This post is part of the Alchemy-Spetec Contractor Lens series, featuring views, news & case studies written by our customers. This article, written by J.R. Crowell of Helms Polyfoam, is an overview of void filling with polyurethane foam. If you're an Alchemy-Spetec customer and you'd like to discuss writing content for our blog, please send an email to firstname.lastname@example.org today!
In the chemical grouting world, a void is defined as an area beneath a house/building, slab, or structure where soil was once present and is now absent. Voids are a sign of soil loss typically brought on by drainage issues and/or poor soil compaction. If voids are not addressed properly, they will continue to get bigger, and the structure’s integrity will be at stake.
Your first thought may be to fill the void with field dirt or topsoil in hopes of fixing the issue. In most cases, this method will only temporarily fix the problem visually, NOT structurally. The soil will not be properly compacted, and the structure will not have the necessary support. Also, the water paths have already been created, and water will continue to drain to this area and pull soil from beneath the structure.

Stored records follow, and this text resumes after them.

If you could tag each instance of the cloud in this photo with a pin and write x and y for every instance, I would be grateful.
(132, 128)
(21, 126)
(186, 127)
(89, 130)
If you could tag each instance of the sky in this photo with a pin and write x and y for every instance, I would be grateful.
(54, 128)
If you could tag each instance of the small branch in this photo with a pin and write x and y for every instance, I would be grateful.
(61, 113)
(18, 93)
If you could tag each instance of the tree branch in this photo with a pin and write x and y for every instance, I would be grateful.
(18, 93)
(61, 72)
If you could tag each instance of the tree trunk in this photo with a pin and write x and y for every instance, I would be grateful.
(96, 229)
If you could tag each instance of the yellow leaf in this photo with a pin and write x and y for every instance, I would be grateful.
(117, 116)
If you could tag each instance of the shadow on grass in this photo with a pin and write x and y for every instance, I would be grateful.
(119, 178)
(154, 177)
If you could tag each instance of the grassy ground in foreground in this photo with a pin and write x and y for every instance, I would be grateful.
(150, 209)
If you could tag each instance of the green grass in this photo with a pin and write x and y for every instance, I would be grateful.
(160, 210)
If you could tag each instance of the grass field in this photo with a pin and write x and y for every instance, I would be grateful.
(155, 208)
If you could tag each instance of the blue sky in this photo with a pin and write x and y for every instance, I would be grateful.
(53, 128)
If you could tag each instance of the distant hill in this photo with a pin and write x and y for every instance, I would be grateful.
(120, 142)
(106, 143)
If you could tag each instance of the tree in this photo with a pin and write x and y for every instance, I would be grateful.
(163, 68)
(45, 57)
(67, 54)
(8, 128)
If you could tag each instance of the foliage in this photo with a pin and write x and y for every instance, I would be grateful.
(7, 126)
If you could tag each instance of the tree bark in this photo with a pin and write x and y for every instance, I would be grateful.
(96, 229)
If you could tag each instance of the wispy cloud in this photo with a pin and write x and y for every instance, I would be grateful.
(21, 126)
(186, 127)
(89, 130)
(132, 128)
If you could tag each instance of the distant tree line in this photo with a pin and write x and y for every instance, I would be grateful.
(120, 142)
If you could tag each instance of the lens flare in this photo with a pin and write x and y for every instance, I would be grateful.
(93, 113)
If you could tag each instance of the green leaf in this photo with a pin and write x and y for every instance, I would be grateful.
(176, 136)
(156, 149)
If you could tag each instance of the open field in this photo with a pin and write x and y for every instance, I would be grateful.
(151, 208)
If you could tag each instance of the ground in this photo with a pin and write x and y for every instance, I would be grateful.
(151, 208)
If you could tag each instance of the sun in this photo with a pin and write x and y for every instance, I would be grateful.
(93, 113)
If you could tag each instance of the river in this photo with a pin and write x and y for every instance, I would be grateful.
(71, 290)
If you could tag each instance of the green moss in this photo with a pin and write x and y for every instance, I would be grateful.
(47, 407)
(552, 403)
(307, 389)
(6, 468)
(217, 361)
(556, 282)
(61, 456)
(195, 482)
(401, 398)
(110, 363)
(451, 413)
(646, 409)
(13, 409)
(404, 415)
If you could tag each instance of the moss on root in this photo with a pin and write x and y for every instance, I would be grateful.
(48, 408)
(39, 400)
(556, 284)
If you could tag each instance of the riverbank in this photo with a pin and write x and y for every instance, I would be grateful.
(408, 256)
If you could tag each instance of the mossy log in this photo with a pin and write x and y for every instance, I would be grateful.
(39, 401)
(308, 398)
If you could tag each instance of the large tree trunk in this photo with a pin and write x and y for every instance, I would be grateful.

Long-lasting polyurethane repair for this common problem will help you forget the void ever existed. The space will be filled with our expanding polyurethane resins by way of injection. This is a high-density, low-weight structural foam that can support thousands of pounds per square foot. Polyurethane resins enter as a liquid to chase all the water paths and fill the void space that was created. It then expands into a solid to displace all loose, weak soil and gives the structure/slab the support that it needs. This is all done in a day’s work with no headache, no stress, and no more floating slabs that serve as a ticking time bomb.